I watch her go to the rim of the porch
after a sleep-in, looking up into the sky,
waiting for him to return.
He does, always, looking positively
iridescent (blues and greens like Earth
seen from a distance),
his crop full, ready to take on the feeding.

If I was so wrong about them, how much
more might I be mistaken about –
you and you I am ready to think better of.

 

Turning

 

Sipping from the round of my morning cup,
running a finger about its rim like tuning a wine glass,
I watch the turnings of this revolving world:

a tiger swallowtail inscribing circles over the lantana
and black-eyed Susans, and above, a day-moon circling
toward the west at the tip of a contrail curling
over the round of Earth;

and all those rounds of August bloom, so many colors
cycling from hue to hue, the purples of the hibiscus
starting to fade, the late whites of the rhodos beginning
beside the circling red and purple koi.

I’m dizzy when I add the many ways that all else turns:
the Earth spinning counter-clockwise,
the solar system describing its own circle
within the galaxy revolving in a universe expanding

like the hide of an immense balloon that everything rides
at the speed of light, and I a speck on it in my small
cycling through the seasons of life. 

Dizzy, yes, but not with vertigo.  Such joy, underscored
by the contrail of that tiny plane rounding out delight,
full day moon at its tip – exclamation point in the sky!

Interior Design
for my daughter Eleanor

 

Her living room at last is done, shelves ready
for the books, volumes and volumes, some
from her namesake’s pen, generations of books.
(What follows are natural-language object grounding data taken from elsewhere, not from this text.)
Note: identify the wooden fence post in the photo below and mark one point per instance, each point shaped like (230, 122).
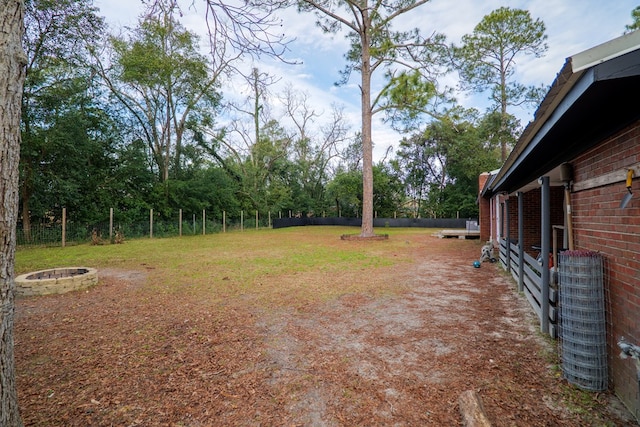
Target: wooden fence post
(64, 227)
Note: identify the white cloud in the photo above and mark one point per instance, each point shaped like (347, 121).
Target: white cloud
(572, 26)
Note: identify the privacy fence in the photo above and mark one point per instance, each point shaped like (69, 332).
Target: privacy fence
(67, 231)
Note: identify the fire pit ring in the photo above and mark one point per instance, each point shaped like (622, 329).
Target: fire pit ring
(56, 281)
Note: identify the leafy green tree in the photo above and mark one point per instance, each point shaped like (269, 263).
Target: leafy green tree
(404, 56)
(12, 67)
(487, 59)
(440, 166)
(159, 77)
(63, 128)
(635, 15)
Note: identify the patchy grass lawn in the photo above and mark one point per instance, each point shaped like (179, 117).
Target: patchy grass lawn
(287, 327)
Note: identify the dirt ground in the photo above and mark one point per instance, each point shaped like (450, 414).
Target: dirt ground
(122, 354)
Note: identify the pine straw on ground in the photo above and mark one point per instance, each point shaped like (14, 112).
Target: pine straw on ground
(130, 353)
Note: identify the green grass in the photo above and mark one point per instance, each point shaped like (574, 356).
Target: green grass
(299, 262)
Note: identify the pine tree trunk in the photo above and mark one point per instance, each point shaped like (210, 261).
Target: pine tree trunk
(12, 73)
(367, 143)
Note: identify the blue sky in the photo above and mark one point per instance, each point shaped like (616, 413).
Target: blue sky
(572, 27)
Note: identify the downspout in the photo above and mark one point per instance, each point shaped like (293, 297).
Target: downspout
(546, 248)
(507, 219)
(520, 241)
(566, 175)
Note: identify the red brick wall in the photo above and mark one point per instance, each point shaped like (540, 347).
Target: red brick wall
(532, 213)
(600, 225)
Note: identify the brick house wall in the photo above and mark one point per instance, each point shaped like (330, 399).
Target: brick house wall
(601, 225)
(532, 216)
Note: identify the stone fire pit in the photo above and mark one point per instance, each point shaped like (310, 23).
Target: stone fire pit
(56, 281)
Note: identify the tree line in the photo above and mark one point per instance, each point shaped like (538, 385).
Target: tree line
(91, 120)
(131, 121)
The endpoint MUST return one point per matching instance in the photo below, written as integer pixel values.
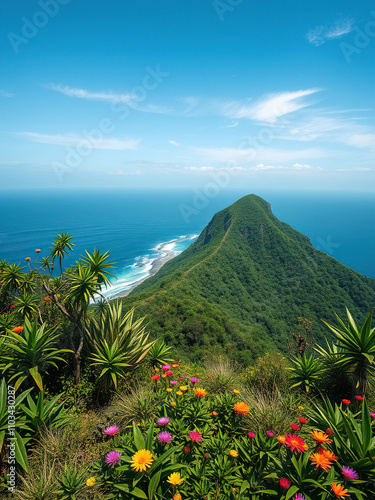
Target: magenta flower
(111, 430)
(113, 457)
(349, 473)
(195, 436)
(163, 421)
(164, 437)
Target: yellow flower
(91, 481)
(141, 460)
(175, 478)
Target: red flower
(284, 483)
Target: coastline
(155, 266)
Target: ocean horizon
(140, 227)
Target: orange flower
(241, 408)
(200, 392)
(328, 454)
(320, 461)
(320, 437)
(339, 490)
(281, 439)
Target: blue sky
(173, 94)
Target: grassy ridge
(244, 283)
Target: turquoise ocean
(139, 227)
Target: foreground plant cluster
(102, 411)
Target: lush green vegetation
(83, 387)
(244, 283)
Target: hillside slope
(244, 282)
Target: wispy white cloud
(362, 140)
(108, 96)
(320, 34)
(234, 155)
(4, 93)
(122, 173)
(75, 140)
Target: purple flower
(349, 473)
(163, 421)
(112, 430)
(164, 437)
(113, 457)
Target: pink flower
(164, 437)
(113, 457)
(195, 436)
(284, 483)
(112, 430)
(163, 421)
(349, 473)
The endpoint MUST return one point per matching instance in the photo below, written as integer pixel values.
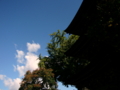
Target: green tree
(63, 66)
(39, 79)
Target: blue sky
(25, 26)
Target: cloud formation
(26, 61)
(33, 47)
(2, 77)
(20, 56)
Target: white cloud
(33, 47)
(29, 61)
(2, 77)
(20, 56)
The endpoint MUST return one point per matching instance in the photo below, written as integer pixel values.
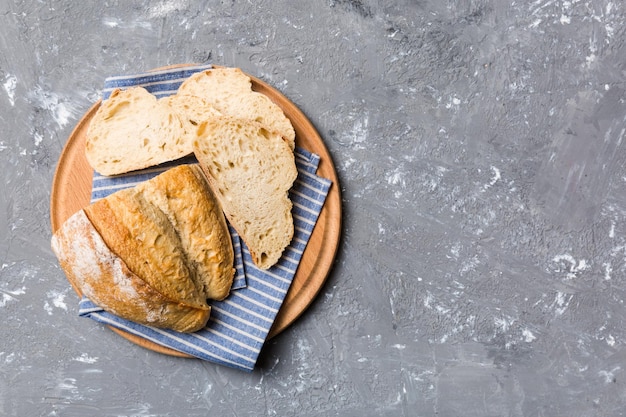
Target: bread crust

She loves the living room’s colors, saffron softer
than pale narcissus, tints of green more subtle
than olive leaves coming and going in a breeze.

Light, after such rain, pours through tall windows,
folding her in this moment of respite from so much
restoration.  The sun moves, vague planchette,

over the sheen of the fresh paint and sunflowered
wallpaper.  She watches it, as if on a “Spirit Board,”
coalesce to the oval of a brooch, a locket she could

almost open . . . and does – faces fading into faces.
The eyes, like the new sky, become whose –
her mother’s, Norwegian blue, gone so recently,

and now her grandmother Eleanor’s
and her namesake’s, back and back, no end to it . . .
How long this continues she has no idea.

In the end a cloud passes over the sun,
the locket closes, fades, is gone.  She remembers
all she must do before nightfall. 
Still, she has seen and will see again and again.